A mortgage foreclosure action is subject to a six-year statute of limitations (see CPLR 213[4]). "[E]ven if a mortgage is payable in installments, once a mortgage debt is accelerated, the entire amount is due and the Statute of Limitations begins to run on the entire debt" (Nationstar Mtge., LLC v Weisblum, 143 AD3d 866, 867 [internal quotation marks omitted]; see Lubonty v U.S. Bank N.A., 159 AD3d 962, 963, affd 34 NY3d 250). However, "where the maturity of the debt has been validly accelerated by commencement of a foreclosure action, the noteholder's voluntary withdrawal of that action revokes the election to accelerate, absent the noteholder's contemporaneous statement to the contrary" (Freedom Mtge. Corp. v Engel, 37 NY3d 1, 19).
Here, although the mortgage debt was accelerated by the commencement of the 2010 action, that action was voluntarily discontinued by the plaintiff pursuant to the order of discontinuance.
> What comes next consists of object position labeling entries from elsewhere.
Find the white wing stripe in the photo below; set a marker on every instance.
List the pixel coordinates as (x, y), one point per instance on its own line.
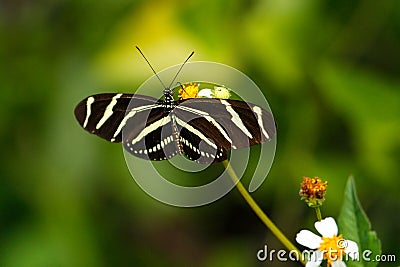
(210, 119)
(195, 131)
(109, 111)
(235, 118)
(131, 113)
(89, 103)
(152, 127)
(258, 112)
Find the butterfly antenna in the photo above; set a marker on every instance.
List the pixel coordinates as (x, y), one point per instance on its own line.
(155, 73)
(183, 64)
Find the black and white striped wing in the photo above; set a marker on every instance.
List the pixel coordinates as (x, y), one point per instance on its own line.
(151, 137)
(208, 128)
(138, 121)
(104, 114)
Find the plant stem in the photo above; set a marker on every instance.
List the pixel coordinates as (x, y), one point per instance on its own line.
(258, 211)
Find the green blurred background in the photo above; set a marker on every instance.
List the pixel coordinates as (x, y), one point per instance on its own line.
(329, 69)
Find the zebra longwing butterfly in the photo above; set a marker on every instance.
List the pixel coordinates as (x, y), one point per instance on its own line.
(202, 129)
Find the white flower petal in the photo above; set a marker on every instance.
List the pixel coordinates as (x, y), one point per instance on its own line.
(315, 259)
(327, 227)
(351, 249)
(308, 239)
(338, 263)
(206, 93)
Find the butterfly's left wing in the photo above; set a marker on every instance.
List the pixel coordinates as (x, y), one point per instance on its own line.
(209, 127)
(138, 121)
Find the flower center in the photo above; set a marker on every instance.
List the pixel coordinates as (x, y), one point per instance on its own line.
(333, 248)
(190, 90)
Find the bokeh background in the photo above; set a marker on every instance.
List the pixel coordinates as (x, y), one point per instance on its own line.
(329, 69)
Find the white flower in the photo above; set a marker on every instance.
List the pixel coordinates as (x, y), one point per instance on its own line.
(330, 246)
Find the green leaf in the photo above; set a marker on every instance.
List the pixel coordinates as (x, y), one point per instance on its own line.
(354, 225)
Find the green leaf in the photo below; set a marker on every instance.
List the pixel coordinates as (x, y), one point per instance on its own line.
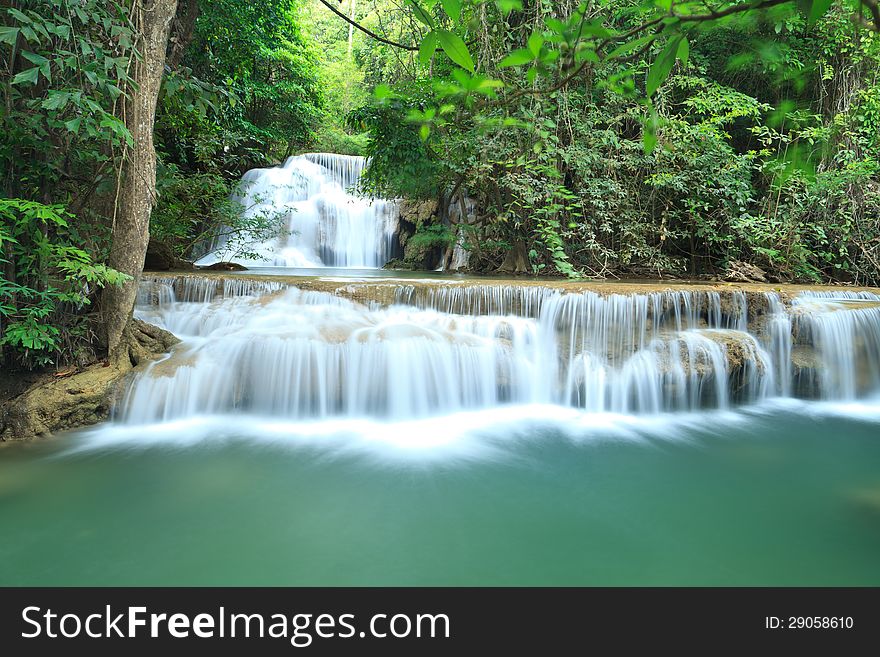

As the order of discontinuance established that the acceleration of the debt was revoked, the defendant failed to establish, prima facie, that the instant action is time-barred (see Freedom Mtge. Corp. v Engel, 37 NY3d at 19; U.S. Bank N.A. v Krakoff, 199 AD3d 859; U.S. Bank N.A. v Davids, 197 AD3d 1203,1204-1205). Accordingly, the Supreme Court should have denied the defendant's cross motion for summary judgment dismissing the complaint insofar as asserted against him. In light of our determination, we need not address the plaintiff's additional contention.
Since the only basis given by the Supreme Court for denying the plaintiff's motion was the court's determination that the action was time-barred, we remit the matter to the Supreme Court, Kings County, for consideration of the other issues raised on the plaintiff's motion and thereafter a new determination of the plaintiff's motion.
CONNOLLY, J.P., ROMAN, MALTESE and CHRISTOPHER, JJ., concur.